Yes, everybody knew the sad story by this time. Gertrude Baumhagen was separated from her husband. In the coffee parties one whispered to the other, people spoke of it at the cafés and at dinner-parties, and at the table d'hôte in the hotel it was the standing topic of conversation. No one knew exactly why this had happened. There were a thousand reports of a most wonderful nature.

"He did something disagreeable about his wife's dowry--"

"She went away because he lifted his hand to strike her--"

"The mother-in-law made mischief between them--"

"Nonsense! She was jealous--there is a little brown cousin in the house--"

"No, it was not that--she heard that before they were engaged he consulted an agent about her fortune. It is not so very unusual now-a-days."

"Ah, bah, no woman would run away for that!"

"That shows that you don't know Gertrude Baumhagen very well. It is a fact that she has gone away."

Yes, it was a fact, and Gertrude sat in her lonely house like one buried alive in that ever gloomy room. She could no longer read; it seemed as if she slept with open eyes. Sometimes Johanna brought her her child, and the young wife's eyes mechanically followed the little creature as it crept awkwardly over the floor or tried to raise itself by a chair, but she would not touch it even when it fell and cried.--Towards evening, however, the same unaccountable restlessness always came over her; then she walked hurriedly up and down the garden for a long time till she reached the top of the little hill; there she would remain for hours, gazing at the Thurmberg till her hair and dress were wet with dew.

"Believe me," she said to Johanna, "I shall be ill--here," and she pointed to her head.

"I do believe it," assented the other, "it is easy to make one's self ill--"

It was a day at the end of July; a frightful sultry heat brooded over the earth, and the young wife suffered greatly from it even in her cool room. After dinner she lay motionless in her chair by the window; a severe headache tortured her as was so often the case lately.

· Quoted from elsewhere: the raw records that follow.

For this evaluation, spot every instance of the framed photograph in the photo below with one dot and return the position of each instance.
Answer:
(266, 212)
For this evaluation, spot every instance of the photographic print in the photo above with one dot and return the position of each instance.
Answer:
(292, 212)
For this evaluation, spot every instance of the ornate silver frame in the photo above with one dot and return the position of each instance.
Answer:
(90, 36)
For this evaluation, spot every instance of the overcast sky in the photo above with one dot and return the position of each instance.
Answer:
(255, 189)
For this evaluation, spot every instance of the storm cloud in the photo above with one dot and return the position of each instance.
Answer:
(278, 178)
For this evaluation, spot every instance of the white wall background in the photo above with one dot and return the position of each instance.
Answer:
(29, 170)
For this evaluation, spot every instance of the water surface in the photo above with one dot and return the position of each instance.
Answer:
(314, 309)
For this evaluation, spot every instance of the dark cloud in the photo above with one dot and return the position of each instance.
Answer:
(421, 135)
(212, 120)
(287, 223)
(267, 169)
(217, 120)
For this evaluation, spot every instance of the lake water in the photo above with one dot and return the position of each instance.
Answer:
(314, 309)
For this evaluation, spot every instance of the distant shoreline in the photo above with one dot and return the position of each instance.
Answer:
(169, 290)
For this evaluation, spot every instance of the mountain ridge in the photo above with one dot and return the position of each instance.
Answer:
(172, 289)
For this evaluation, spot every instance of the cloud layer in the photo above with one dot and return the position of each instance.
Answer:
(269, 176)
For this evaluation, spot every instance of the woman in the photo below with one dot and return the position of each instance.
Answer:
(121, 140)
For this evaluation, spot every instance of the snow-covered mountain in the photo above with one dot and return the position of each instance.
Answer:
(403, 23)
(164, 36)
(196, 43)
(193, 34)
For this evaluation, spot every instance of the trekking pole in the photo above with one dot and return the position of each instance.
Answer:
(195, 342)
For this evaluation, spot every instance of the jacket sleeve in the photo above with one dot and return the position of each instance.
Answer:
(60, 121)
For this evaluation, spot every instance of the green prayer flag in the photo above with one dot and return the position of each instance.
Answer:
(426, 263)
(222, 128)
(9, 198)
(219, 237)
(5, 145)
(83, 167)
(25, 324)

Johanna placed her cupful of strong black coffee on the table and put the book beside it which had been opened at the same page for the last three days.

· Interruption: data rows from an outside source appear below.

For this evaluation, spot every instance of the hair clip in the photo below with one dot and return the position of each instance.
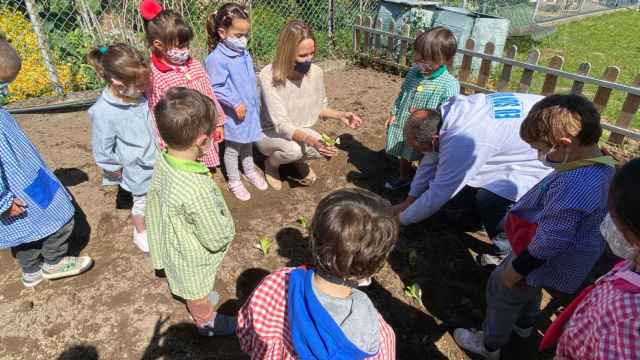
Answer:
(150, 9)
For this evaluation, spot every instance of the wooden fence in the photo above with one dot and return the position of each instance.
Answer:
(390, 48)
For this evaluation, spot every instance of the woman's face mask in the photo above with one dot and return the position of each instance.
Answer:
(616, 240)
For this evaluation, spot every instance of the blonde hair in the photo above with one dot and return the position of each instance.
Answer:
(290, 37)
(562, 116)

"Here is a letter too," she added.

Gertrude had acquired a great dread of letters lately. She overcame her aversion however and opened it. It was in Jenny's pointed handwriting, and Jenny only wrote surface gossip; one glance at the letter would suffice. Two sheets fell out.

"It is a long time since we heard anything from you," she read, "so that we are very anxious about you--are you still in 'Waldruhe?'"

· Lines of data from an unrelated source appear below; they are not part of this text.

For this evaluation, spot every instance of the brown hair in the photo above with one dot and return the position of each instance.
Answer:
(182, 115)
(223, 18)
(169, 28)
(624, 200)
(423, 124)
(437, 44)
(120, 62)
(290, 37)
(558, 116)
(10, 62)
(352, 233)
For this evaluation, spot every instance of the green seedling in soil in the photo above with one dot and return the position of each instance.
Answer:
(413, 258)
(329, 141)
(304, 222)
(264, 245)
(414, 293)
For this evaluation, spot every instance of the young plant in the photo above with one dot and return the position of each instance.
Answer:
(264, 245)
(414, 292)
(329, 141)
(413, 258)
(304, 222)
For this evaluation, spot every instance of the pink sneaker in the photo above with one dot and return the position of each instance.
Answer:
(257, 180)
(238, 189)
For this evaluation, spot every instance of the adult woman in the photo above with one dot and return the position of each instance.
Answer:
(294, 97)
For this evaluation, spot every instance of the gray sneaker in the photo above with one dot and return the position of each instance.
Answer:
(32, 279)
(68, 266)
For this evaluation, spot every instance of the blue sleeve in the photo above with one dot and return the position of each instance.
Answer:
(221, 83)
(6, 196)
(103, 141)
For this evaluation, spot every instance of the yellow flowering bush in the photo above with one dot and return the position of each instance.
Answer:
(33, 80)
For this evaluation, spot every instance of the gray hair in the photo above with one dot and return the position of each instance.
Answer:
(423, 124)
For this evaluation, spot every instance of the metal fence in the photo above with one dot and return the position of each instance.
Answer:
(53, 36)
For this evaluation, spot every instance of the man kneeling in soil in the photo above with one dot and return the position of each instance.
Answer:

"I met Judge K. yesterday at a reception, the same who, in the celebrated divorce case of the Duke of P. with Countess Y., was the counsel of the latter. I asked him playfully if a woman could separate from her lord and master if she found that he had had more thought of her worldly goods than of herself, described the situation pretty plainly and spoke of a friend of mine who was in such a position. He replied, 'Tell your friend she had better go quietly back to her husband, for she is sure to get the worst of it.' His real expression was a much rougher one, for he is well known as a brute.

"Well, there you have the opinion of an authority in such matters. Make an end of the matter, for you may have so bitterly to repent a longer delay as you are quite unable to realize in your present magnificent scorn. If I am not much mistaken you really love him. Well, there are things--but it is hard to write about such things. Read the enclosed letter, which mamma sent me a few days ago. Perhaps you will guess what I wanted to say.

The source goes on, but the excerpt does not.